Talend Cloud Data Stewardship User Guide

Version
Cloud
Language
English (United States)
Product
Talend Cloud
Module
Talend Data Stewardship
Content
Administration and Monitoring > Managing users
Data Governance > Assigning tasks
Data Governance > Managing campaigns
Data Governance > Managing data models
Data Quality and Preparation > Handling tasks

A data quality rule is a set of business requirements which helps you detect anomalies in campaigns.

It defines the values your data must comply with. A condition can be added to make the data quality rule apply to some data only.

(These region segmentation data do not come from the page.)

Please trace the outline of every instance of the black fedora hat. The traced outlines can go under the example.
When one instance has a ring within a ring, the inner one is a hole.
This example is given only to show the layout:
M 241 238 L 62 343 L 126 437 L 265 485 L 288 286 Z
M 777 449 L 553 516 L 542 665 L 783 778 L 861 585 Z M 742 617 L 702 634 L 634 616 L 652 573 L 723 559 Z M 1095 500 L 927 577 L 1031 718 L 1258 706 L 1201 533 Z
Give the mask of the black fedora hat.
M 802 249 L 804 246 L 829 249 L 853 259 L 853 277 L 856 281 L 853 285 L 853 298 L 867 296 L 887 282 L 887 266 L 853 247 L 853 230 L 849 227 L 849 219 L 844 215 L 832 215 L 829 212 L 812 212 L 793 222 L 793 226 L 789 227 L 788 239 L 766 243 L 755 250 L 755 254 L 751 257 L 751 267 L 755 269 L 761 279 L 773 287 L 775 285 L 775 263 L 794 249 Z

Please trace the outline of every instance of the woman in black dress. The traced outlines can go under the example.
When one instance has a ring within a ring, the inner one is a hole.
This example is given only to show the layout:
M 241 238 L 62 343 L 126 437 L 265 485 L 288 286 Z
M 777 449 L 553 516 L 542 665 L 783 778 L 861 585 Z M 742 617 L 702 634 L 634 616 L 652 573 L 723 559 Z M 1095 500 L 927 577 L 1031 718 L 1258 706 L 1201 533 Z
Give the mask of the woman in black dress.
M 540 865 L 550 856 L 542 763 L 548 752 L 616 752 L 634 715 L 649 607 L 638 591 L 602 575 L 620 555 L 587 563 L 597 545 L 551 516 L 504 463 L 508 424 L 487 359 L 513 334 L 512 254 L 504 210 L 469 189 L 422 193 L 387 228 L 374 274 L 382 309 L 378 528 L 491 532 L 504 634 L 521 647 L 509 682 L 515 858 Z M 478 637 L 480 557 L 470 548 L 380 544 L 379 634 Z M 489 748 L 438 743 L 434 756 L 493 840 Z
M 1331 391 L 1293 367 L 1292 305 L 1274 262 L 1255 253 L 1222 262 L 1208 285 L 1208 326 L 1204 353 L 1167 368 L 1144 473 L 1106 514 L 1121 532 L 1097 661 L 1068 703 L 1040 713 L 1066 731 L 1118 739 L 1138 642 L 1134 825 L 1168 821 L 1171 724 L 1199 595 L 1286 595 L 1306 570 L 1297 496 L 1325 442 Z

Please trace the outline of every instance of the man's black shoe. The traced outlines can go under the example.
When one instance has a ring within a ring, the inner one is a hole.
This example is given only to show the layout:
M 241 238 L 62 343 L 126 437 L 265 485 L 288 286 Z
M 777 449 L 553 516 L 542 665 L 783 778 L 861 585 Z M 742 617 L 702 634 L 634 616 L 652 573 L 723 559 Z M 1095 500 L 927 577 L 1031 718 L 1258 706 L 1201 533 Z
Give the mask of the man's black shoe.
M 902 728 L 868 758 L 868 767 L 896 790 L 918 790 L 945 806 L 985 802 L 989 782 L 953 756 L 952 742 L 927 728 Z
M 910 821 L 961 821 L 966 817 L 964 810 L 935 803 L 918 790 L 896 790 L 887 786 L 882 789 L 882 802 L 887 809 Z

A data quality rule works as a template:
  1. You create the data quality rule as a standalone object. When you are defining the rule, you can use variables and specific values.

    As data quality rules are generic, the variables allow you to adapt the rule to each data model by associating variables to the attributes of the data model.

    Specific values allow you to use the same value in all data models you applied the rule to.

  2. You apply the data quality rule and adapt it to a data model.

    You associate the variables of the data quality rule with the attributes of the data model.

  3. You create a campaign using the data model.

    Important: Data quality rules can only be used in Resolution and Merging campaigns. The quality bar that allows you to see the results of the data quality rule is not available in the other campaigns.

  4. The data quality rule validates your data by categorizing the values:
    • The values are valid. They fulfill all rule statements.
    • The values are not applicable. They do not fulfill the condition and no alternative validation expression has been defined.
    • The values are invalid. They fulfill the condition but not the validation expression or the rule cannot be executed on those values. For example, if the rule must compare a string with a number. For more information on the errors, click the red vertical bar next to the value.

You can apply the same data quality rule to as many data models as necessary.